Nelle parole di Rolland, che in Svizzera avrebbe anche partecipato alle attività della Croce Rossa e alle iniziative di soccorso ai prigionieri di guerra, torna l’idea umanistica di une repubblica delle lettere i cui membri devono servire la causa della verità e della giustizia e insieme si afferma l’idea, caratteristica della modernità, che ciò significhi prendere posizione contro le forze della politica e della storia. È una presa di posizione coraggiosa, nei primi mesi della mobilitazione totale, e Rolland deve affrontare insieme le accuse di tradimento dei propri connazionali e le risposte degli intellettuali tedeschi che rifiutano le sue tesi.

Nelle Considerazioni di un impolitico (1918), Thomas Mann ironizza sul «soave Rolland» e sul suo libro che vorrebbe essere «al di sopra della mischia» e invece vi partecipa, secondo Mann, con le accuse che rivolge alla Germania. Mann, di cui Rolland aveva criticato le prese di posizione nazionaliste dei Pensieri di guerra (1914) e di Federico e la grade coalizione(1914), si impegna in una lunga riflessione su Kultur tedesca e civilizzazione occidentale e riafferma le ragioni morali della Germania nella guerra presente. Il suo pensiero è nietzscheano e schopenhaueriano e condivide almeno in parte le posizioni di quella che Hugo von Hoffmansthal, nel 1927, avrebbe chiamato la «rivoluzione conservatrice» tedesca: affermazione di conservatorismo e nazionalismo contro il «progresso» democratico e liberale che, venuto dall’Europa occidentale, minacciava di distruggere l’identità germanica. E si possono negare le responsabilità delle democrazie dell’Intesa? «Colpevole dello stato attuale dell’Europa, della sua anarchia, della lotta di tutti contro tutti, di questa guerra, – scrive Mann nelle Considerazioni – è la democrazia nazionalistica», che antepone l’interesse economico a qualsiasi altro fine e usa la guerra come strumento per i propri scopi economici.

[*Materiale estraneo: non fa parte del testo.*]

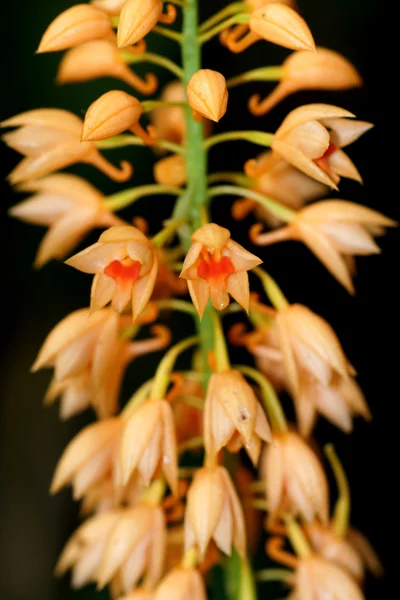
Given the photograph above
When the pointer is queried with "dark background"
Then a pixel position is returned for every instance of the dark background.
(33, 526)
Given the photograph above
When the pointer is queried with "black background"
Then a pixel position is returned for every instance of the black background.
(33, 526)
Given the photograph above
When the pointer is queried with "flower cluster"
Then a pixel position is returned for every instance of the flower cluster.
(163, 479)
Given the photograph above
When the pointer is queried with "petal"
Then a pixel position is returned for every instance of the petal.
(341, 164)
(326, 253)
(82, 448)
(143, 289)
(301, 162)
(350, 238)
(199, 291)
(65, 234)
(347, 131)
(237, 286)
(47, 117)
(95, 258)
(224, 531)
(310, 112)
(103, 289)
(169, 447)
(42, 209)
(137, 435)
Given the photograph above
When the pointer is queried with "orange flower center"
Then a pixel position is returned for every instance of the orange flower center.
(123, 272)
(215, 269)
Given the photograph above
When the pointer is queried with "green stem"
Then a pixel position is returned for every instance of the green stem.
(231, 177)
(278, 210)
(196, 162)
(168, 232)
(270, 399)
(154, 59)
(255, 137)
(235, 20)
(120, 141)
(229, 10)
(168, 33)
(127, 197)
(261, 74)
(247, 586)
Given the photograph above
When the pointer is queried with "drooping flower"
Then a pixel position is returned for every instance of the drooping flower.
(70, 206)
(213, 511)
(89, 457)
(334, 230)
(274, 22)
(311, 138)
(283, 183)
(50, 140)
(343, 551)
(171, 170)
(319, 579)
(215, 267)
(138, 17)
(233, 416)
(124, 263)
(101, 58)
(127, 543)
(181, 584)
(149, 442)
(113, 113)
(207, 94)
(294, 478)
(135, 547)
(75, 26)
(303, 70)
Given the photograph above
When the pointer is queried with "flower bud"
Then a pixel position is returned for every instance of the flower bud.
(321, 70)
(281, 25)
(111, 114)
(100, 58)
(75, 26)
(294, 478)
(207, 94)
(171, 170)
(137, 19)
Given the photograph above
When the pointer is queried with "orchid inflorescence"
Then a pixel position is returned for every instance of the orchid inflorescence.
(155, 526)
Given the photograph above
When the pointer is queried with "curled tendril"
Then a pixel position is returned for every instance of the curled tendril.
(168, 17)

Così gli scrittori europei prendono posizione per l’uno o per l’altro paese, per la pace o per la guerra, per il nazionalismo conservatore o per la democrazia liberale e si espongono agli attacchi di chi sostiene la parte avversa, politica o ideologica, o dei propri connazionali, se contestano il nazionalismo e il militarismo trionfanti. Anche la scelta di restare fuori della mischia e coltivare le lettere ignorando la tempesta non sembra molto agevole: nel tempo della mobilitazione totale, la colpevolizzazione di chi si mostra indifferente ai destini della nazione è immediata. Prendere posizione, e difendere la posizione presa, è ormai una necessità imposta dalla storia.